Il y a manifestement une volonté de mettre rapidement en place les CPTS. Elles ont vocation à associer les acteurs du second recours, du sanitaire, du social et du médico-social désireux de s'organiser pour travailler ensemble au sein d'un territoire de santé. C'est dans ce cadre légal, prévu par la loi de modernisation du système de santé du 26 janvier 2016, que vont se développer les projets de réalisation de TLC en pharmacie d'officine, projets soutenus par les organisations représentatives des pharmaciens d'officine. Les négociations sont actuellement en cours avec la CNAM.

Si la TLC programmée à l'initiative du médecin traitant se développera lentement, on peut s'interroger sur le financement prévu par la CNAM pour répondre aux demandes de TLC "hors parcours", en particulier dans les zones sous-denses en médecins.

A la suite du travail publié par la DREES en mai 2017, environ 5 à 6 millions de personnes en France auraient moins de 2,5 consultations/an, alors que la moyenne nationale est de 7/an/hab.
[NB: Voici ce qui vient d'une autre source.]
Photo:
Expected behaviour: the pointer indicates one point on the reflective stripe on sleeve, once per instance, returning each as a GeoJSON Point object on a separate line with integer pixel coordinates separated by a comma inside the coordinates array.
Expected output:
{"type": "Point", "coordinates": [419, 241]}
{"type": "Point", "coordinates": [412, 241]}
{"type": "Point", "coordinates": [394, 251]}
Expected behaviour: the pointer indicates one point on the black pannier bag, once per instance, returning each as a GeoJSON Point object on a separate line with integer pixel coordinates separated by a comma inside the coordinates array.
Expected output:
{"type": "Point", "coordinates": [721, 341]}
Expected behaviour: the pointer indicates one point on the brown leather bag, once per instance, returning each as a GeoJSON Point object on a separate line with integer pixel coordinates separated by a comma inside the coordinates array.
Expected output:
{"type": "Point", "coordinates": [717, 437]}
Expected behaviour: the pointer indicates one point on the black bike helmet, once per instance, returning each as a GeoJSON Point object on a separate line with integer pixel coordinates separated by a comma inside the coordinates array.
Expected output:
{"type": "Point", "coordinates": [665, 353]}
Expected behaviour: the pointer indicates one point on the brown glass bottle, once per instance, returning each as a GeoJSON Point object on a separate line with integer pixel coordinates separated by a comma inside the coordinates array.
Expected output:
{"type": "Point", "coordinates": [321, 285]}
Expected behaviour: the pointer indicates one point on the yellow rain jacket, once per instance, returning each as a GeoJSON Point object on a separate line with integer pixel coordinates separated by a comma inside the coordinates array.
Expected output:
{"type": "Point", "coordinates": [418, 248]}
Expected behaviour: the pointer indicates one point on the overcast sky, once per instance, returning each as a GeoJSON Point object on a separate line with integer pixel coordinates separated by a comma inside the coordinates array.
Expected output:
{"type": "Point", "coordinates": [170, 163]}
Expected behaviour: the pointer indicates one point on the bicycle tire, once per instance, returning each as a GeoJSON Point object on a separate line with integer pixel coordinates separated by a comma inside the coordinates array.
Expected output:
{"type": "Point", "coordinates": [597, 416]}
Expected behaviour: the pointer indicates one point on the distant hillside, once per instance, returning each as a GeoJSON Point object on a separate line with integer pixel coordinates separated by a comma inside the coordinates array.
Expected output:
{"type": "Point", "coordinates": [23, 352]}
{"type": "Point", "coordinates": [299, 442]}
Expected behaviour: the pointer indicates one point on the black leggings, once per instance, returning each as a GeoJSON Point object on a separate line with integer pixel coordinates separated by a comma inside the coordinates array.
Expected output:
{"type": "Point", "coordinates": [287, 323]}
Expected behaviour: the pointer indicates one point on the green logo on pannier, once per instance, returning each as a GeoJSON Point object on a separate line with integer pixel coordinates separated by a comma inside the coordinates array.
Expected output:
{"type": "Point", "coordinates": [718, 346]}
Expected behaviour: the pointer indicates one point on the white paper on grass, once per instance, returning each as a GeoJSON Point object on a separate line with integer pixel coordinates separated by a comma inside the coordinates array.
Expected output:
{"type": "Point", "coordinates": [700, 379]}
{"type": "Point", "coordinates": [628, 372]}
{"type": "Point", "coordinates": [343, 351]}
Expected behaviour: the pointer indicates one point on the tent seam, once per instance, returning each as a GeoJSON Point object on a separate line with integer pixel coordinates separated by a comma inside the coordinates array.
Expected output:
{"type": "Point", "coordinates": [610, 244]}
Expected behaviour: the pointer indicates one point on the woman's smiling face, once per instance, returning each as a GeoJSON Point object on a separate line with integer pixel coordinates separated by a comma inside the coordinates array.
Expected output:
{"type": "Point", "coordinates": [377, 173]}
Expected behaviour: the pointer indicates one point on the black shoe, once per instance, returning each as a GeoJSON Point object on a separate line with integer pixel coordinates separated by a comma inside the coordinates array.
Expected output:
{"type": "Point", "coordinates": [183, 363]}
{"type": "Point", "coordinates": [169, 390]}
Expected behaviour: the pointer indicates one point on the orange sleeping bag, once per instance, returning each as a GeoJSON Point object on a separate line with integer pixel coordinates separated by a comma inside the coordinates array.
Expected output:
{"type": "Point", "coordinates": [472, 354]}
Si la télémédecine est sensée corriger cette anomalie, le nombre de consultations supplémentaires à réaliser serait de 22 à 24 millions chaque année, dont un nombre important par TLC. C'est plus que les 2 millions de TLC prévues par la CNAM d'ici 2021.

Si le pharmacien d'officine aura pour mission première d'organiser les TLC programmées par le médecin traitant, comment pourra t'il répondre aux demandes de TLC "hors parcours" à l'initiative des patients, dont le nombre peut être plus important que les TLC programmées du parcours de soins ? Ne devra-t-il pas travailler avec les CPTS et PTA qui auront organisé, du moins on l'espère, une permanence médicale territoriale pour les soins primaires afin de réduire les appels au centre 15 et les venues aux urgences hospitalières ?

Il est urgent de clarifier l'organisation territoriale d'accès à un médecin en dehors du parcours de soins si on souhaite répondre aux préoccupations actuelles des citoyens.